A segunda é a dificuldade da direita
tradicional diante da emergência da extrema direita. A toda-poderosa CDU não
conseguiu recuperar o eleitorado
perdido para a AfD,
que se manteve acima dos 10% e consolidou sua presença em nível regional.
Exceção feita ao Reino Unido, onde Boris Johnson conseguiu federar as
direitas em
torno do brexit, o campo
conservador parece irremediavelmente dividido nas democracias liberais.
Muito se fala do drama da renovação da
esquerda, mas a origem da crise de governabilidade europeia tem sua origem no
outro lado do espectro ideológico.
A terceira dinâmica é a emergência da crise
climática como tema de campanha. De acordo com todos os cenários, os Verdes
devem se afirmar como a terceira maior força política e regressar ao governo,
depois da experiência bem-sucedida dos anos 1998-2005 liderada pelo lendário
Joschka Fischer,
àquela altura ministro das Relações Exteriores.
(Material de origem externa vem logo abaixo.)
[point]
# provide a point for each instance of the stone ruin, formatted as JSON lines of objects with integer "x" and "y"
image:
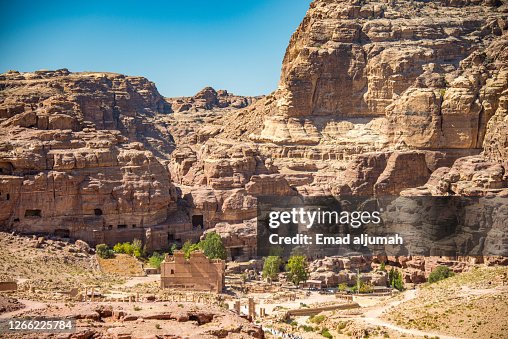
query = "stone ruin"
{"x": 197, "y": 273}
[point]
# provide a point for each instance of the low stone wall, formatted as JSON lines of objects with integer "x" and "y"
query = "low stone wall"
{"x": 315, "y": 310}
{"x": 7, "y": 286}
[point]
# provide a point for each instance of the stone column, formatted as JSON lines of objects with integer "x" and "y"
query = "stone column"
{"x": 251, "y": 308}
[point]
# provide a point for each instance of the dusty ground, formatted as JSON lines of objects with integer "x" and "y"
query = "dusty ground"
{"x": 49, "y": 266}
{"x": 469, "y": 305}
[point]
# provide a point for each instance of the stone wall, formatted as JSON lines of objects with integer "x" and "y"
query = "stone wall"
{"x": 197, "y": 273}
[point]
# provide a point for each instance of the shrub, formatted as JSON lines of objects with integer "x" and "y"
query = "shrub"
{"x": 125, "y": 247}
{"x": 189, "y": 247}
{"x": 156, "y": 259}
{"x": 395, "y": 279}
{"x": 342, "y": 287}
{"x": 364, "y": 288}
{"x": 297, "y": 269}
{"x": 440, "y": 273}
{"x": 173, "y": 248}
{"x": 213, "y": 247}
{"x": 307, "y": 328}
{"x": 104, "y": 252}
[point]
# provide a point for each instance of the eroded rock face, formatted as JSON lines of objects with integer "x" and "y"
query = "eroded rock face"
{"x": 433, "y": 72}
{"x": 78, "y": 156}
Vencedor destacado na população abaixo de
50 anos, o partido está bem posicionado para encabeçar o governo nos próximos
dez anos.
Para o Brasil especificamente, o surgimento da SPD e dos Verdes deve reforçar o
ativismo internacional nas questões
democráticas e ambientais da Alemanha, sempre muito contida nos tempos de
Merkel.
Martin Schultz, um dos principais quadros
da SPD e forte candidato a assumir uma pasta ministerial em uma eventual
coalizão liderada pelo partido, foi até Curitiba para encontrar o ex-presidente
Lula na cadeia. Quanto aos delinquentes
neonazistas que Bolsonaro recebeu no Alvorada, eles continuarão sendo
irrelevantes no futuro Parlamento.
Esses pequenos sinais também devem ser
levados em conta na hora de especular sobre a reação da comunidade
internacional em caso de contestação do resultado das presidenciais brasileiras
em 2022.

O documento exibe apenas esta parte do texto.